In April and May of 2016, Japan’s Akatsuki spacecraft recorded a massive, 10,000 kilometer (6,000 mile) bow-shaped wave of bright particles stretching across the surface of the planet, reaching nearly from pole-to-pole. This feature, in-of-itself, was impressive, but it initially baffled the scientists recording it, as it is standing still above the surface. This is odd because Venus’s atmosphere rotates around the planet much faster than the planet itself rotates, rounding the planet sixty times for each Venusian day.
However, this difference in speed may offer an explanation for the presence of the wave: the wave is situated directly over a large mountain region called Aphrodite Terra, that could be generating gravity waves that are disrupting the dense atmosphere as it flows swiftly over the mountains.
"If you have a stream and it’s flowing over a rock, you get the gravity waves propagating upwards through the water. At the surface of the stream, you will see it as changes in height," explains Dr.
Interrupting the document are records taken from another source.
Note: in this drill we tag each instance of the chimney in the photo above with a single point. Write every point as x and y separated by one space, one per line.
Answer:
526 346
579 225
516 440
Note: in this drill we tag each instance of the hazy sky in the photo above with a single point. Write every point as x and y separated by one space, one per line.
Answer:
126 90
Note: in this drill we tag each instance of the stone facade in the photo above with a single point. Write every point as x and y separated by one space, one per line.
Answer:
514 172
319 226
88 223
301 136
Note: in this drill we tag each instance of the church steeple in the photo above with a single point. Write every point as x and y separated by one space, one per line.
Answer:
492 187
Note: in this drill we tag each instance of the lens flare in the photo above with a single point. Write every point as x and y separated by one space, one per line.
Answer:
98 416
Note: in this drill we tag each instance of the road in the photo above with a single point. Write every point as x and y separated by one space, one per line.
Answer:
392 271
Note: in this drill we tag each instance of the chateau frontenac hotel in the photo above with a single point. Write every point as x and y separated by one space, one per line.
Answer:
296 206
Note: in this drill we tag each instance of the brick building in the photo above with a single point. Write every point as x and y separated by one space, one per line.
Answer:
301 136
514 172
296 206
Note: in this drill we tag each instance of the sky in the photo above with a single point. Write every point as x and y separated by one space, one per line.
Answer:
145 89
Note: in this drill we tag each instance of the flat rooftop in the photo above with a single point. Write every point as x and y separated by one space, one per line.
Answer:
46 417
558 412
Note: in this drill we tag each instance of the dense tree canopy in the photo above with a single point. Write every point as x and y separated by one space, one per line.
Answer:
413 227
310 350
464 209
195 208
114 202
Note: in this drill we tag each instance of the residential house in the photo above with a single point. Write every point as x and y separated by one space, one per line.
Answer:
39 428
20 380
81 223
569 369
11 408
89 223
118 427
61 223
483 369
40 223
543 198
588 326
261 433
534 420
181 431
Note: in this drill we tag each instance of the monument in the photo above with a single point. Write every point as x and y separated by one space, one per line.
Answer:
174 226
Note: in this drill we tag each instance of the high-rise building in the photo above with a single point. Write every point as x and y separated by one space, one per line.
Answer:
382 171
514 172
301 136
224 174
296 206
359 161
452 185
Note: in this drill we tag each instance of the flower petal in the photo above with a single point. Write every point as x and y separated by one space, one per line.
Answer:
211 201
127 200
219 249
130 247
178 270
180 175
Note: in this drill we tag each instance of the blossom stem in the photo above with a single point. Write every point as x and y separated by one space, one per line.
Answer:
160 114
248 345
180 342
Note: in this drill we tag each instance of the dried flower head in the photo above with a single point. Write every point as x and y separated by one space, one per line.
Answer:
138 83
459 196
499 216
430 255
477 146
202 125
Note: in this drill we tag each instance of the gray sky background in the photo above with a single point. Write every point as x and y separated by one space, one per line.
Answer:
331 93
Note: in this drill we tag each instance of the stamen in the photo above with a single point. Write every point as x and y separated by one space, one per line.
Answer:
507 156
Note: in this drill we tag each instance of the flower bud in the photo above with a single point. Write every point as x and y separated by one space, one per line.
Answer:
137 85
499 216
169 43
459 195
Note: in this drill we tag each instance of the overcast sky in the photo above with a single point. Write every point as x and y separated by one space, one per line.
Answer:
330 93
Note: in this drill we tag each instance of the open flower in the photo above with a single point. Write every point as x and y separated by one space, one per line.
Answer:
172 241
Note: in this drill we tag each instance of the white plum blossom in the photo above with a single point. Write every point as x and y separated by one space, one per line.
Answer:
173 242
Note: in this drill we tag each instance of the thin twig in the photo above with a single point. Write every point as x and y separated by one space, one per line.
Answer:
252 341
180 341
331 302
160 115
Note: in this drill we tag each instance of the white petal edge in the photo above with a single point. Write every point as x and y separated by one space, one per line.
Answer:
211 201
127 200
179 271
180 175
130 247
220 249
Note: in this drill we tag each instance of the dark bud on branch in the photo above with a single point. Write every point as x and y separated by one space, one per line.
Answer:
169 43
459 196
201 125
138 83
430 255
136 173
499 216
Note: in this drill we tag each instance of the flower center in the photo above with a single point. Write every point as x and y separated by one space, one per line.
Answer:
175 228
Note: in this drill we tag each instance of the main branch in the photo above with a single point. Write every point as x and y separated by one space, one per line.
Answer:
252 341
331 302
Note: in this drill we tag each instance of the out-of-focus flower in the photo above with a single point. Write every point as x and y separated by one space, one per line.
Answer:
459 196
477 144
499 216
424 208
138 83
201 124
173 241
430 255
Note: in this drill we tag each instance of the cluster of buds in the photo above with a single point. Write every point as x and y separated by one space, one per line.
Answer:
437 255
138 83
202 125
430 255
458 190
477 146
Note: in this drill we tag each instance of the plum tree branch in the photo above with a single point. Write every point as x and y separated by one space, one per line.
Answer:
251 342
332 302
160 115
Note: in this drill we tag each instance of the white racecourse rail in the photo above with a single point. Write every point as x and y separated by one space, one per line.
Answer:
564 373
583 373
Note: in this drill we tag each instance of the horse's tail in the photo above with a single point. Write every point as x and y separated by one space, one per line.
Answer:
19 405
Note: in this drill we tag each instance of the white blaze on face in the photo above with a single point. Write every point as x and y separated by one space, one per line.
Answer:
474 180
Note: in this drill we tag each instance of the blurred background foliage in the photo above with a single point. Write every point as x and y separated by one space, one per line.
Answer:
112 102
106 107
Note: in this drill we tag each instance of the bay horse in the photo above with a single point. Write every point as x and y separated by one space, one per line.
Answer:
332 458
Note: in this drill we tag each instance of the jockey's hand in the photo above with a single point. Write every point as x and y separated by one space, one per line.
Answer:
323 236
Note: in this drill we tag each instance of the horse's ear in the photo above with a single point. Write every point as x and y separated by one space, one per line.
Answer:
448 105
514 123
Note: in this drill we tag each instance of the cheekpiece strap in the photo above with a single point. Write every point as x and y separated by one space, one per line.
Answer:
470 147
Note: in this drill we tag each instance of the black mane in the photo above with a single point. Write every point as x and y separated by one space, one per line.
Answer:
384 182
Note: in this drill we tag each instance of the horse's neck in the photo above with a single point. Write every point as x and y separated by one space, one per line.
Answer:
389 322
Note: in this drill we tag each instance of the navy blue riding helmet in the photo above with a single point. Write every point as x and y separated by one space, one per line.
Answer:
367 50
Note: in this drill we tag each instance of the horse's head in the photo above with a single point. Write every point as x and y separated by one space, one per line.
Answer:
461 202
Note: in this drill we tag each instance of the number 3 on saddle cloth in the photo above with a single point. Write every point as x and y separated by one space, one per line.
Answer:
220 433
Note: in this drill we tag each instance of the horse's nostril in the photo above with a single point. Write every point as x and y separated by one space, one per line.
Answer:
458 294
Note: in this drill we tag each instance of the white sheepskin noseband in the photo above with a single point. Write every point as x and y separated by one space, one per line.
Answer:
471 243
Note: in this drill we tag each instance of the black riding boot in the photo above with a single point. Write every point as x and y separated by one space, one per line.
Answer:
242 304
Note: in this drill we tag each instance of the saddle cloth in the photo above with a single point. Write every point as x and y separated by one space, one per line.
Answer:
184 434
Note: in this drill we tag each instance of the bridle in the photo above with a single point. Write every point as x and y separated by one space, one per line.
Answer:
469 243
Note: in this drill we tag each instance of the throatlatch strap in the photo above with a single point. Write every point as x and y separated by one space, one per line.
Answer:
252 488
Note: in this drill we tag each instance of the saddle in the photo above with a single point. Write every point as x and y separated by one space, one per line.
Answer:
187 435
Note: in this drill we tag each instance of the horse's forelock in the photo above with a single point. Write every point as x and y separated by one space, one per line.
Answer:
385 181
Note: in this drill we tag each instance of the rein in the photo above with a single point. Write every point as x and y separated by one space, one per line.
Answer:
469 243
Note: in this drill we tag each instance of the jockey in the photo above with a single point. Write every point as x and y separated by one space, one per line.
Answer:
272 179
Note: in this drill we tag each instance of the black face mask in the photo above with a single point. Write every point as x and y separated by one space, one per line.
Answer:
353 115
Colin Wilson, a planetary scientist at the University of Oxford.
"What’s happening here is slightly different, because we’re seeing it in cloud top temperatures. But the air particles are moving up and down, very much as the water particles are moving up and down."
Closer to home, a joint U.S. and Russian research team are preparing a new atmospheric probe to be sent to Venus, called Venera-D, and are looking at including sensors that could look for microbial life in the planet’s upper clouds. Venus’s atmosphere sports a series of otherwise unexplained dark streaks that, for some unknown reason, absorb ultraviolet light.
While the mystery of how these streaks were formed, what they’re made of, or even why they don’t simply blend into the rest of the atmosphere is currently unknown, on possible explanation is that they contain microbes that could exist in the comparatively comfortable upper atmosphere.
“It’s a possibility we can’t overlook,” explains Sanjay Limaye, an atmospheric scientist and a former chair of NASA’s Venus Exploration Analysis Group (VEXAG). “I cannot say that there is microbial life in Venus’ clouds. But that doesn’t mean it’s not there either. The only way to learn is to go there and sample the atmosphere.”